Die Putzfrau war Ostberlinerin und berichtete an die Staatssicherheit. Und machte nicht nur sauber. Deshalb erschien häufig ein britischer Kammerjäger in der Wohnung. Auf der Jagd nach „Wanzen“. Die Überwachung war permanent, Diplomaten wurden von ihren Botschaften immer wieder darauf hingewiesen. Auf der Westberliner Seite der Friedrichstraße stand eine Telefonzelle die immer wieder verwanzt wurde. Mobiltelefone waren damals noch selten und manche Diplomaten waren naiv und dachten dort vertrauliche Gespräche sicher führen zu können.

Ralph Morton machte sich keine falschen Vorstellungen von der DDR. Auf die Frage was er von ihr hielt nannte er sie unter vier Augen „cute“, niedlich. Natürlich erzeugte das erstaunte Reaktionen. Ein Unrechtsstaat sei Niedlich? Die DDR der späten 80er Jahre erinnerte ihn an Monty Python oder Chaplins Der große Diktator. Eine Persiflage auf die Bundesrepublik oder einen demokratischen Staat. Aber eben ein Unrechtsstaat. Voller Absurditäten.
Sein Aufgabenbereich brachte es mit sich das er nah an den Ereignissen war die zum Ende der DDR führten. Die kirchliche Opposition in der DDR wurde von den Diplomaten aus NATO Staaten meist kritisch betrachtet da sie eine extreme Ausprägung der Friedensbewegung vertrat. Mr. Morton besuchte ihre Veranstaltungen dienstlich und langweilte sich meist heftig. „Jeder wollte unbedingt reden und wenige hatten etwas zu sagen“. Wie sich nach der Wende zeigte waren die Kontakte der Kirche zur Staatsführung oft enger als zugegeben.

Morton hatte viele Kontakte zu Pastoren und Oppositionellen und eben deshalb macht er sich heute keine Illusionen über ihre Rolle am Zusammenbruch der DDR. Viele wollten einen anderen Sozialismus, nicht einen Anschluss an die Bundesrepublik.
Eine Diplomatenrundfahrt durch die DDR 1988 wurde von viel Propaganda begleitet. Die DDR sei ein Friedensstaat. Die Jugend würde zum Frieden erzogen und es gäbe kein Kriegsspielzeug. Natürlich wusste er über die vormilitärische Ausbildung in DDR Schulen Bescheid. Er nutzte den nächsten Halt zu einem Besuch in einem Spielwarenladen wo er ein FROG Raketenwerfer Modell kaufte. „This is a Friedensspielzeug“ war sein Kommentar als er es durch den Bus gehen ließ. Die Geschäfte waren voll mit Kriegsspielzeug und er häufte über die Jahre in Ostberlin eine hübsche Sammlung an.
Die Botschaft hatte Unter den Linden Schaufenster in denen britische Produkte und Zeitungen gezeigt wurden. Dort standen stets Volkspolizisten die aufpassten wer zu viel Interesse zeigte. Zeitweise hatte man sogar Absperrungen errichtet. Da aber praktisch jeder in Ostberlin Westberliner Medien nutzte war das einfach nur sinnloser Aktionismus. Nahezu jeder kannte das westliche Werbefernsehen.

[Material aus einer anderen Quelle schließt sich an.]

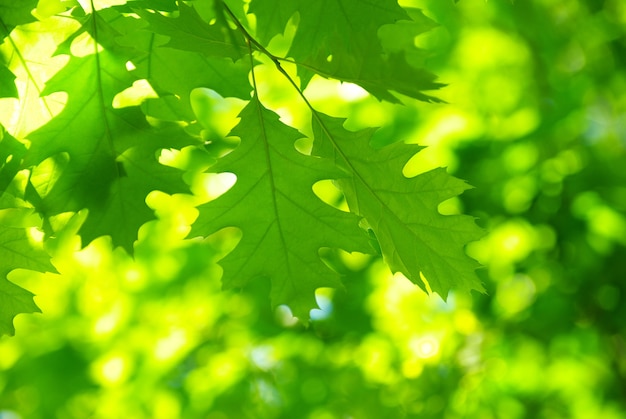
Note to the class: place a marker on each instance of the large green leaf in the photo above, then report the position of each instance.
(174, 73)
(189, 32)
(340, 39)
(112, 153)
(403, 212)
(284, 224)
(11, 154)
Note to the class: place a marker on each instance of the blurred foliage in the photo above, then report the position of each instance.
(535, 119)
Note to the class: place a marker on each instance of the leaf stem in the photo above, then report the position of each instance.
(25, 66)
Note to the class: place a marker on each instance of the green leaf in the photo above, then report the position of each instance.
(7, 83)
(188, 32)
(112, 153)
(340, 39)
(11, 154)
(174, 74)
(284, 225)
(414, 237)
(17, 251)
(13, 13)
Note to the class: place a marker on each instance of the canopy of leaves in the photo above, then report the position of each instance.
(127, 84)
(533, 118)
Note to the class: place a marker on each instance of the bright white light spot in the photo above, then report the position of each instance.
(217, 184)
(285, 317)
(285, 115)
(351, 92)
(326, 307)
(134, 95)
(36, 234)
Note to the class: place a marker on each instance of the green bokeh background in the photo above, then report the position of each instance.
(535, 119)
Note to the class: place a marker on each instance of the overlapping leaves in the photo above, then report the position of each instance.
(100, 157)
(284, 224)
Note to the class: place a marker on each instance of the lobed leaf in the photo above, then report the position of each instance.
(414, 237)
(112, 153)
(284, 224)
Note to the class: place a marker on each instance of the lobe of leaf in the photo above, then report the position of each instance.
(11, 154)
(414, 237)
(340, 39)
(284, 224)
(188, 32)
(112, 152)
(174, 73)
(17, 252)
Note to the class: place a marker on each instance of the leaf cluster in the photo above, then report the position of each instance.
(99, 159)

Die britische Presse war in Ostberlin nur schwach vertreten. Reuters hatte einen dort wohnenden Korrespondenten, aber der BBC Vertreter wohnte in Westberlin. Ende der 80er Jahre trat die Stasi behutsam auf. Journalisten wurden weit weniger gegängelt als früher. Man legte großen Wert darauf eine schlechte Presse zu vermeiden. So waren die Aufgaben Ralph Mortons in diesem Bereich leicht zu erledigen.

Die lange vorbereiteten Feiern zum Jahrestag der DDR am 7. Oktober 1989 verfehlten die von der Regierung erhoffte Wirkung. Sie geriet in Verwirrung. Die großen Demonstrationen im Oktober 89 blieben friedlich, die von der DDR Führung geplanten Maßnahmen unterblieben da die Hardliner keine Mehrheit fanden. Der 4. November 1989 brachte bis zu 500.000 Menschen auf den Ostberliner Alexanderplatz. Volkspolizei und NVA unternahmen nichts dagegen.
Doch machte sich kein Diplomat falsche Vorstellungen. Es war Michail Gorbatschow der dafür verantwortlich war. Indem er der SED die Unterstützung entzogen hatte entschied er den Verlauf. Hätten die Russen eingegriffen wäre aus der friedlichen Revolution ein Blutbad geworden. Und die Westalliierten hätten zugesehen. Niemand war bereit für die DDR Bürger einen Weltkrieg zu riskieren.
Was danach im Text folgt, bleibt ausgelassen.